Yongnuo YN560-III flashgun announced with built-in 2.4GHz radio
Chinese manufacturer Yongnuo may have just made flash trigger receivers obsolete. In a bold move, they have openly announced their latest manual flashgun, the Speedlite YN560-III, which was previously hinted at late last week. The device is almost identical in specifications to the YN560-II except for one (possibly game-changing) addition: integrated 2.4GHz flash triggering.
Any user of either Yongnuo RF-602 or RF-603 wireless triggers will be able to sync their camera with the YN560-III out of the box — a surprising capability, considering that the two systems are not themselves inter-compatible with each other. Using the flash’s LCD control panel one can select which of the 16 available channels is preferred. Then you can trigger the device from as far as 100 metres away. A “GRP” button label suggests the possibility for wireless flash grouping in the future.
Other features lend the YN560-III well to a range of off-camera lighting setups, all of them inherited from the YN560-II.
- Guide number of 58 (at 105mm)
- Power control down to 1/128
- 3 second recycle time at full power
- 16-channel radio receiver, compatible with RF-602, RF-603
- Hotshoe, PC port and dual-mode optical slave (alternative options to radio triggering)

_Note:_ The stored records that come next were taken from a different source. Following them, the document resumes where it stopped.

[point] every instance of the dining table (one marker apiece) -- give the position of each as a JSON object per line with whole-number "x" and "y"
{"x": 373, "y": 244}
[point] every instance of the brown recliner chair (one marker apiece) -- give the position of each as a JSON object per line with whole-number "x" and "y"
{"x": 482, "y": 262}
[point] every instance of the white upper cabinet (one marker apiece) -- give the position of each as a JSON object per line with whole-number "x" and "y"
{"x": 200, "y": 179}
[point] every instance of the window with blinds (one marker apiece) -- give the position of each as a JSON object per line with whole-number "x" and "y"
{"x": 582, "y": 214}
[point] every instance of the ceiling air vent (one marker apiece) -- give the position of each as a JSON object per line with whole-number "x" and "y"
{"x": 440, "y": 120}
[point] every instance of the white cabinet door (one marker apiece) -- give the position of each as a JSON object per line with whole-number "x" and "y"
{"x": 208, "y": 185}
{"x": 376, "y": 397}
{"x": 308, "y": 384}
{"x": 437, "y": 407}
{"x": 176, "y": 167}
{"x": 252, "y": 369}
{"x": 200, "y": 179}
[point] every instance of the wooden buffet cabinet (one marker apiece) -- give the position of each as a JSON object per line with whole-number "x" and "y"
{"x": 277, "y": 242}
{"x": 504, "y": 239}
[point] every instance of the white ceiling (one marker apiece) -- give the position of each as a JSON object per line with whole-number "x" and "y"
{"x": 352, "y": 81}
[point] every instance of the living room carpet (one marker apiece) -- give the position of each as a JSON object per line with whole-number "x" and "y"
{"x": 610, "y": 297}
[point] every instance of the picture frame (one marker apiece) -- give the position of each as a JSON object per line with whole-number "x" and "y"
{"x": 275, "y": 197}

- Fresnel head zooms from 24mm to 105mm focal lengths, plus flip-down diffuser panel
- Stroboscopic “Multi” flash mode for creative effects
- External high voltage battery input socket, to speed up recycle times and increase endurance
- User-configurable ready beep
Though it does not look like you can use the YN560-III as a radio transmitter on your camera, if you wanted to use on-camera flash and radio triggering of remote flashes simultaneously, you can mount an RF-603 transceiver on your DSLR hotshoe and then slide the YN560-III into the hotshoe on top of that. Other possible configurations include using a 3rd-party transmitter with a built-in autofocus assist lamp.
Pricing information for this flashgun has not yet been released, but it is easy to imagine that it will be cheaper than other radio-capable flashes such as the Canon 600EX-RT or Quantum Qflash, since the Yongnuo has stripped out non-essential features like TTL control. The RF-603 radio transmitters for your camera — assuming you do not already have a couple — are widely available for under US$30 a pair or about the same for an RF-602 transmitter-receiver kit.